Tagged: marathon

Oscar Weekend SciFi Superfest 2017

Well, last weekend was the Academy Awards, which of course means M went across the road for her friend’s Oscar party, and I sat down at home with a bunch of Science Fiction movies I hadn’t seen (generally because they were before my time). This year I started with Time After Time, and it was delightful!

Look at that font! That name! That blue smoke! I can already tell this is going to be good… 

This one’s been on my list for years, but kept getting pushed aside up make way for other movies. I’m super glad I finally at down and watched it. HG Wells (Malcolm McDowell) chases Jack the Ripper (David Warner) through time and space to 1970s San Francisco, and meets a lovely and independent young lady (Mary Steenburgen). Madcap adventure, romance, and comedy ensue. Wells is charming and wonderfully naive, Jack is cruel and confident, you get the idea. I totally recommend this. 
It was so good that I decided I could go high risk with my next selection, and that is how I found myself watching Metalstorm: the Destruction of Jared-Syn.
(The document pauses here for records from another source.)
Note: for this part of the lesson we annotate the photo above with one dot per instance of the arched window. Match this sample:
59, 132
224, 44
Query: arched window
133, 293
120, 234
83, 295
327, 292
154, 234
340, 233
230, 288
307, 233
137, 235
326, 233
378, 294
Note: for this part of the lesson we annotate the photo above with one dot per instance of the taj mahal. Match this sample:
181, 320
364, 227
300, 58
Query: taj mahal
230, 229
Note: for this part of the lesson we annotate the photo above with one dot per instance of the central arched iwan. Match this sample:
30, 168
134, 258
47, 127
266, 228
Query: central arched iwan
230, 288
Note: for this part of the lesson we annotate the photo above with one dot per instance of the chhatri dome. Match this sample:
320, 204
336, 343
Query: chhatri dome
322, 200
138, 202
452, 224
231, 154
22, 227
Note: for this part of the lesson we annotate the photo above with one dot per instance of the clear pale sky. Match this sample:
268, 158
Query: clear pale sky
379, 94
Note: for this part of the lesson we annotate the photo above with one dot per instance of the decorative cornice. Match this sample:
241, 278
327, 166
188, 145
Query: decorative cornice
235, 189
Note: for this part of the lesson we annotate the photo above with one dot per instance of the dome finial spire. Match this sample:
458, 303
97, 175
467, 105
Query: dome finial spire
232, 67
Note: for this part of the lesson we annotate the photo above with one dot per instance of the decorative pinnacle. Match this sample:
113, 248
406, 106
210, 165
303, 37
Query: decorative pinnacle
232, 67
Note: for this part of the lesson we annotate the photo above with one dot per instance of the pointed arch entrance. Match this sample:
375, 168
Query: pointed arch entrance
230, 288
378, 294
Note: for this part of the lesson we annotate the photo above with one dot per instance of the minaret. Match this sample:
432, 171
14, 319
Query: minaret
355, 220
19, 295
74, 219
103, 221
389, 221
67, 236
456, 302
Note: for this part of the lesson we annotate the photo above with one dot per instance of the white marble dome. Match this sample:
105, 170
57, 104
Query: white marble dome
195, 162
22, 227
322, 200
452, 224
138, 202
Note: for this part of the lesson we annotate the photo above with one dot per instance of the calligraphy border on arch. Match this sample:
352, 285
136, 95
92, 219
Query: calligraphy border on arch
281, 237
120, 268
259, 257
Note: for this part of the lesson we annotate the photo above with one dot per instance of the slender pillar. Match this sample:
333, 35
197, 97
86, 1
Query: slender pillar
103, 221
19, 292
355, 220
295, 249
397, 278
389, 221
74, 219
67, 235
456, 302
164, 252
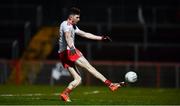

3d, PG, 1983. I almost feel like that’s saying enough. This is one of those post-apocalyptic road rage movies that were so prevalent in the wake of Mad Max. Mostly they just make you realize what a genius George Miller was/is. Everything feels slow and unimpressive, the vehicles look lame, you get the idea. Maybe that’s more accurate though… What are the odds that everybody working on a car after the apocalypse is some sort of monster garage hero? This one isn’t what I’d call actively bad, it’s just not at all good. The bad guy is filling a giant crystal with stolen souls, the good guy always leaves his helmet in the tank-car, there’s a girl and a scoundrel and an honorable subvillain. It checks all the boxes, but does so with a crayon. 

The final movie in this 2017 Oscar trifecta was The Adventures of Buckaroo Banzai Across the 8th Dimension, and what a closer! Buckaroo Banzai (Peter Weller) is a rockstar/scientist (and brain surgeon?) who uses a rocket car and a black box to punch a dimensional home through a mountain, inspiring an interdimensional alien exiled/trapped on Earth to rally his War of the Worlds compatriots and steal the black box, triggering an interdimensional incident that could result in global thermonuclear war. Along the way we meet Buckaroo’s fan club slash militia, a romantic interest that seems to be the long lost twin of hours ex-wife, and a series of ever-less useful bureaucrats and aliens. I definitely enjoyed it, but I think I mostly just love that it exists; it was a very different era for truly creative endeavours. 

That’s it for now. I’ve gotta say, I’m truly excited to see what I dig up for next year.